The global distribution of the most frequently observed spoligotypes by continent in SpolDB3 is as follows. Among the patterns originating in North America (n= 4,276, 32% of the total number of isolates in the database), 16% of the strains are of the Beijing type, 14% belong to ST 137 or ST 119 (X family), and 8% are unique (results not shown). In Central America (n=587, 4.5%), 8% of the strains belong to the ubiquitous ST 53, 7% are ST 50, and 6% are ST 2; the last two STs are part of the Haarlem family. In South America (n=861, 6.6%), the distribution of ST 53 and ST 50 accounts for 10% and 9%, respectively, of the spoligotypes, whereas ST 42 accounts for as much as 9% of the total isolates. The origin of ST 42 remains to be established. In Africa (n=1,432, 11%), ST 59 and ST 53 account for 9% of all isolates studied thus far; however, the values obtained for ST 59 are biased because strains from Zimbabwe are overrepresented. We also observed that M. africanum ST 181 accounts for as much as 6% of all spoligotypes from Africa in our sample.

In Europe (n=4,360, 33.5%), ST 53 represents as much as 9% of the spoligotypes, ST 50 and 47 (Haarlem family) represent 8% of the cases, and the Beijing family accounts for 4% of the spoligotypes. In the Middle Eastern and central Asian region, where the number of samples obtained is still very low (n=351, 2.7%), a high diversity of strains within the EAI and CAS families has been observed, and no single pattern currently exceeds 5%. Further studies of isolates from these regions are needed, e.g., in India, where our sampling is still anecdotal (n=44 isolates). Notwithstanding the scarcity of available data from this region, the observed diversity suggests that this region might be of great interest for further study of the genetic variation of tubercle bacilli. Contrary to what we observed for the Middle East and central Asia, the Far East Asian region (n=801, 6.1%) is characterized by the prevalence of a single genotype, the Beijing type family, a family linked to emerging multiresistance (7). One out of two strains in the Far East is a Beijing type. In Oceania (n=340, 2.6%), ST 19 and Beijing account for 15% and 13%, respectively, of clustered isolates. Thus, this preliminary analysis of the spoligotype distribution of SpolDB3 clearly shows major differences in the population structure of tubercle bacilli within the eight subcontinents studied (Africa; Europe; North America; Central America; South America; Middle East and Central Asia; Far East Asia; and Oceania).

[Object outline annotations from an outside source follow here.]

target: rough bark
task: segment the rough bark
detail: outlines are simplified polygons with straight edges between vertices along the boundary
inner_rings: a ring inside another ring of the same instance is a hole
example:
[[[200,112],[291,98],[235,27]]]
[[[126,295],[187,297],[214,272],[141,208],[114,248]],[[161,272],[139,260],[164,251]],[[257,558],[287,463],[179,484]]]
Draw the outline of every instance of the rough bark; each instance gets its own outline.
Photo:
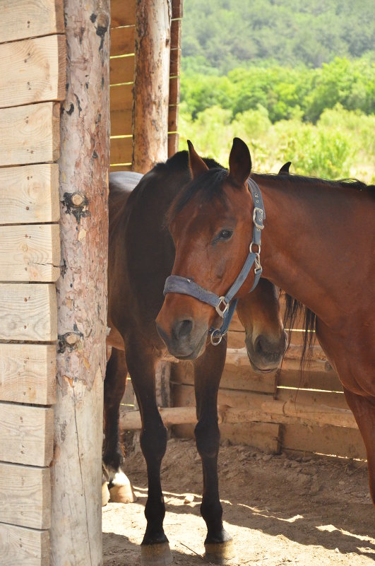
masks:
[[[59,161],[61,276],[51,565],[102,564],[101,459],[109,163],[109,0],[65,0]]]
[[[168,156],[171,0],[136,0],[133,170]]]

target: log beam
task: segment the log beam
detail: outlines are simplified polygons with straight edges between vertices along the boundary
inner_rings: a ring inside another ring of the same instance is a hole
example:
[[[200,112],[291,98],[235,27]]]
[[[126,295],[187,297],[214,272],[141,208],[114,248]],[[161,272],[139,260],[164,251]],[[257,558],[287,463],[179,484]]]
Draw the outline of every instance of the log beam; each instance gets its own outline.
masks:
[[[60,122],[62,274],[51,468],[51,566],[102,563],[102,396],[109,163],[109,0],[65,0]],[[73,206],[73,194],[84,195]],[[66,337],[74,334],[77,339]]]
[[[168,157],[171,0],[136,0],[133,170]]]

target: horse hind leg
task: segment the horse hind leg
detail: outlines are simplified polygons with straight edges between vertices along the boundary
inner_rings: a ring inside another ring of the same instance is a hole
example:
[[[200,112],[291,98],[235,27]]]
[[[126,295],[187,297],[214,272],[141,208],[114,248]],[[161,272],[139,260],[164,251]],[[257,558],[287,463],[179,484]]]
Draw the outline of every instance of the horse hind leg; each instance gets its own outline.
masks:
[[[125,353],[112,348],[104,383],[103,467],[108,476],[111,501],[118,503],[136,501],[131,483],[124,471],[124,457],[119,428],[119,406],[125,391],[127,373]],[[105,505],[106,497],[105,488],[102,487],[102,504]]]
[[[375,505],[375,396],[363,397],[345,387],[344,393],[366,447],[370,494]]]

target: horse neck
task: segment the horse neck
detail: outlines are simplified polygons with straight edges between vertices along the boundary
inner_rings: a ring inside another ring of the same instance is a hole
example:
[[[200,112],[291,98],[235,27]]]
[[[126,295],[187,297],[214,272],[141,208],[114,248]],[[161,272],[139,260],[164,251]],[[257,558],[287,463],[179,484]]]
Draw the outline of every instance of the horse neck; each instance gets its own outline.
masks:
[[[261,187],[266,216],[264,276],[328,325],[338,324],[345,293],[352,289],[349,284],[338,286],[338,282],[352,283],[357,275],[358,233],[353,215],[359,213],[358,197],[363,195],[319,179],[315,184],[277,176],[254,179]]]

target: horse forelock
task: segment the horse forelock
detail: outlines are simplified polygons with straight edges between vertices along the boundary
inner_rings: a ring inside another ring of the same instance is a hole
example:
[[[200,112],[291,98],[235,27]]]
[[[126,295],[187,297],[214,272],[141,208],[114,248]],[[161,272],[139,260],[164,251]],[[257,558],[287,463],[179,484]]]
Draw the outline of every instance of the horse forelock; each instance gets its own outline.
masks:
[[[214,199],[227,206],[224,191],[224,181],[228,171],[224,167],[215,167],[193,179],[177,196],[167,213],[167,223],[170,224],[177,214],[194,198],[197,204],[210,202]]]

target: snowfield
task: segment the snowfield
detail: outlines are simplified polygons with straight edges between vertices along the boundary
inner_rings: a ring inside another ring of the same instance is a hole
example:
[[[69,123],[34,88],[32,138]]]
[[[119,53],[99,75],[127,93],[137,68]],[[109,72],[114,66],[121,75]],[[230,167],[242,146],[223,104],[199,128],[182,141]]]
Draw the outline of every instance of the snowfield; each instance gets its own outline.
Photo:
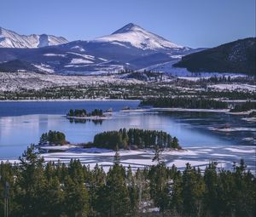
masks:
[[[232,83],[232,84],[214,84],[214,85],[209,85],[209,88],[217,89],[217,90],[247,90],[255,92],[256,91],[256,85],[250,85],[246,83]]]
[[[92,83],[143,83],[131,78],[121,79],[117,76],[61,76],[33,72],[0,72],[0,91],[15,91],[21,89],[42,89],[58,86],[88,85]]]
[[[51,150],[52,147],[49,147]],[[42,154],[45,162],[61,161],[68,163],[73,159],[79,159],[83,164],[93,168],[96,164],[102,166],[107,172],[113,166],[115,151],[100,148],[73,148],[71,146],[56,146],[55,150],[66,151],[62,152],[51,152]],[[255,173],[255,146],[201,146],[189,147],[188,150],[166,150],[161,153],[161,158],[168,167],[173,164],[183,170],[186,163],[192,167],[204,169],[211,162],[217,162],[219,168],[232,168],[233,163],[239,163],[243,158],[253,173]],[[149,149],[127,151],[120,150],[120,163],[125,167],[129,165],[132,169],[143,168],[155,165],[153,162],[154,151]],[[3,160],[9,163],[19,163],[18,160]]]

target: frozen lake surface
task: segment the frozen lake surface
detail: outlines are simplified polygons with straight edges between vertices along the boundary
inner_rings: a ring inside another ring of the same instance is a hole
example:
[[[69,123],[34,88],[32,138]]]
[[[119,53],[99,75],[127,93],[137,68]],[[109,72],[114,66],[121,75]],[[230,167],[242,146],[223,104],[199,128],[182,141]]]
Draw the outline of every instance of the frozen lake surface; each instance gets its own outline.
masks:
[[[138,101],[67,101],[67,102],[1,102],[0,103],[0,159],[17,159],[31,143],[37,144],[43,133],[58,130],[65,133],[72,143],[91,141],[96,134],[138,128],[166,131],[177,136],[186,151],[164,154],[166,163],[183,168],[187,162],[204,168],[210,161],[218,166],[231,168],[233,162],[245,159],[248,168],[255,171],[255,128],[253,123],[240,116],[218,112],[188,111],[119,111],[125,106],[137,108]],[[70,108],[95,108],[114,112],[110,119],[101,122],[71,123],[64,116]],[[229,126],[230,130],[214,130]],[[234,130],[232,130],[234,129]],[[133,168],[152,164],[149,151],[121,152],[124,165]],[[84,163],[96,163],[109,168],[113,152],[107,153],[49,153],[45,160],[79,158]]]

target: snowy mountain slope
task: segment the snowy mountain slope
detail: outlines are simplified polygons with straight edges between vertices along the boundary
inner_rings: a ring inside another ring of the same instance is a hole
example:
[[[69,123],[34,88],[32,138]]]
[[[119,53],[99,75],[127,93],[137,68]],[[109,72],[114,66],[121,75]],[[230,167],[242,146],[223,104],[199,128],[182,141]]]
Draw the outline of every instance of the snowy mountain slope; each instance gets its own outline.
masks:
[[[183,46],[177,45],[158,35],[147,31],[133,23],[125,26],[109,36],[98,37],[93,42],[108,42],[123,47],[133,46],[143,50],[185,49]]]
[[[90,41],[29,49],[0,49],[0,67],[1,62],[19,60],[25,61],[25,66],[30,63],[35,66],[37,70],[34,71],[45,71],[46,73],[114,73],[119,70],[139,70],[180,60],[193,51],[137,25],[128,24],[109,36]],[[9,65],[5,65],[5,68],[6,66]],[[17,66],[21,66],[20,62]]]
[[[24,36],[0,27],[0,48],[32,49],[67,43],[68,41],[62,37],[46,34]]]

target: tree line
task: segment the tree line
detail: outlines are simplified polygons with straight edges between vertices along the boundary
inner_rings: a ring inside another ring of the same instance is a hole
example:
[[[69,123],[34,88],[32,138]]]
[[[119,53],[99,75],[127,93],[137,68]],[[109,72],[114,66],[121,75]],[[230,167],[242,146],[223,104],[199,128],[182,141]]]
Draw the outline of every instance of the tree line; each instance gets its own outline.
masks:
[[[168,108],[188,108],[188,109],[227,109],[228,103],[198,98],[198,97],[162,97],[148,98],[143,100],[141,106],[152,106],[154,107],[168,107]]]
[[[120,128],[119,131],[107,131],[95,135],[93,146],[96,147],[129,149],[168,147],[180,149],[178,140],[169,134],[157,130],[139,128]]]
[[[163,162],[124,168],[115,156],[108,172],[96,165],[44,163],[33,146],[20,164],[0,164],[0,195],[9,188],[10,217],[255,216],[256,179],[241,160],[232,170],[209,163],[204,173],[189,163],[179,171]],[[3,214],[0,197],[0,214]],[[158,208],[159,212],[150,213]]]

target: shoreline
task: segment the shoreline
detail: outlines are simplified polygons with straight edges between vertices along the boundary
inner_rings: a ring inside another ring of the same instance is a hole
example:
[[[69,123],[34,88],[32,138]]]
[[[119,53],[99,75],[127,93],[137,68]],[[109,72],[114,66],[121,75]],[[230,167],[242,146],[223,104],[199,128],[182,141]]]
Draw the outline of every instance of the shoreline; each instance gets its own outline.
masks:
[[[83,101],[141,101],[141,100],[123,99],[51,99],[51,100],[5,100],[1,102],[83,102]]]

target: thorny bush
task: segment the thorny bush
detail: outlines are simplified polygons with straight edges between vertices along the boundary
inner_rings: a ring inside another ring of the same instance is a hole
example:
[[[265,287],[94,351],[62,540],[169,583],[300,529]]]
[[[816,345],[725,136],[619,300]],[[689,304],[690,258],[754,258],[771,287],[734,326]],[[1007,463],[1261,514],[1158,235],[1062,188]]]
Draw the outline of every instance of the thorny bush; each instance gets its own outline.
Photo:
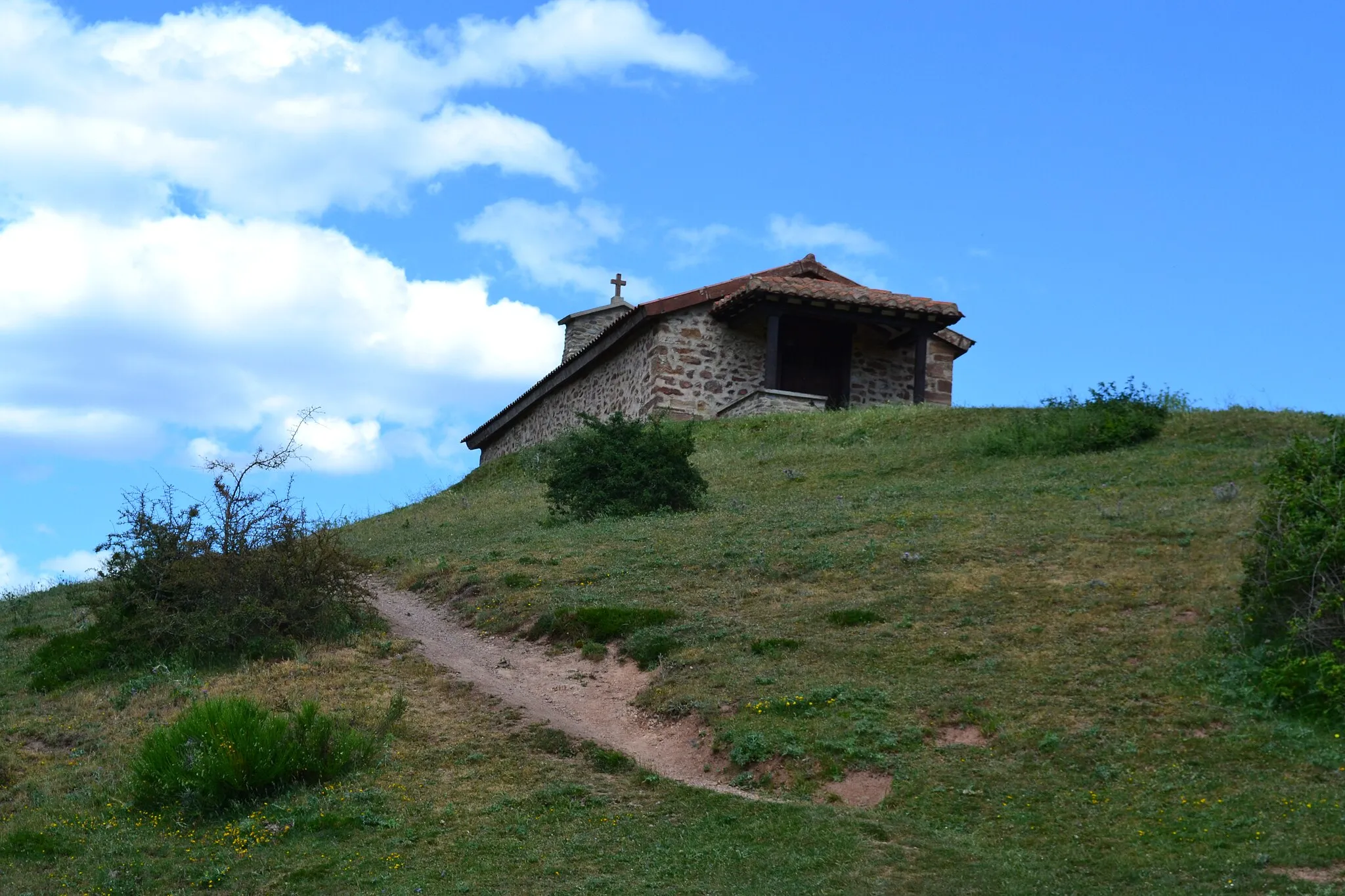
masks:
[[[691,466],[690,427],[632,420],[620,412],[607,420],[589,414],[580,418],[584,424],[546,453],[546,500],[553,514],[589,521],[701,505],[706,482]]]
[[[1295,437],[1264,476],[1243,562],[1241,623],[1260,684],[1310,715],[1345,713],[1345,422]]]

At present, SpolDB 3 is an experimental tool that has yet to prove its usefulness in tracking epidemics. Nevertheless, the facility with which matches between spoligotypes can be detected suggests that this tool may be a good screening mechanism for population-based studies on recent TB transmission. Indeed, the detection of a rarely found ST in SpolDB3 may be a catalyst that signals researchers to look for the clonality of the isolates and to study their epidemiologic relatedness.

Data-exchange protocols through inter-networking will also be implemented in the near future. Working groups such as the European Network for Exchange of Molecular Typing Information (available from: URL: www.rivm.nl/enemti) are coordinating such initiatives. The expanded use of the Bionumerics software (third upgrade; Applied Maths, St. Martens-Latem, Belgium) may also foster this research field. SpolDB3 will also be instrumental in facilitating better understanding of the driving forces that shape tubercle bacilli evolution. Further research should now emphasize the use of data-mining methods, in combination with experts’ knowledge, to tackle the complex dynamics of the population's genetics of tubercle bacilli and TB transmission (3). Our sample represents the compilation of many national studies and, as such, should be considered as an ongoing population-based project aimed at studying global TB genetic diversity. Nevertheless, obtaining a more precise and representative snapshot of the genetic variability of M. tuberculosis complex will require a larger sampling. Although only partially representative of worldwide spoligotypes of M. tuberculosis complex, Spo1DB3 contains a reservoir of genetic information that has already proved useful for defining the phylogenetic links that exist within the TB genomes and for constructing theoretical models of genome evolution. Much remains to be done to evaluate the potential of global genetic databases to better characterize casual contacts (that could lead to identification of sporadic cases) in TB epidemiology. An improved version of our database, which will focus on areas with a high prevalence of TB, is currently in development; as of August 26, 2002, it had 20,000 isolates and 3,000 alleles. Ongoing population-based genotyping projects will likely help shed light on contemporary and ancient tubercle bacilli’s evolutionary history.

Suggested citation for this article: Filliol I, Driscoll JR, van Soolingen D, Kreiswith BN, Kremer K, Valétudie G, et al. Global distribution of Mycobacterium tuberculosis spoligotypes. Emerg Infect Dis [serial online] 2002 Nov [date cited]. Available from http://www.cdc.gov/ncidod/EID/vol8no11/02-0125.htm

This paper was written as part of the EU Concerted Action project QLK2-CT-2000-00630 and partly supported by the Réseau International des Instituts Pasteur et Instituts Associés, Institut Pasteur and Fondation Française Raoul Follereau, France. An electronic, simplified, version of SpolDB3 is available from the corresponding authors upon request.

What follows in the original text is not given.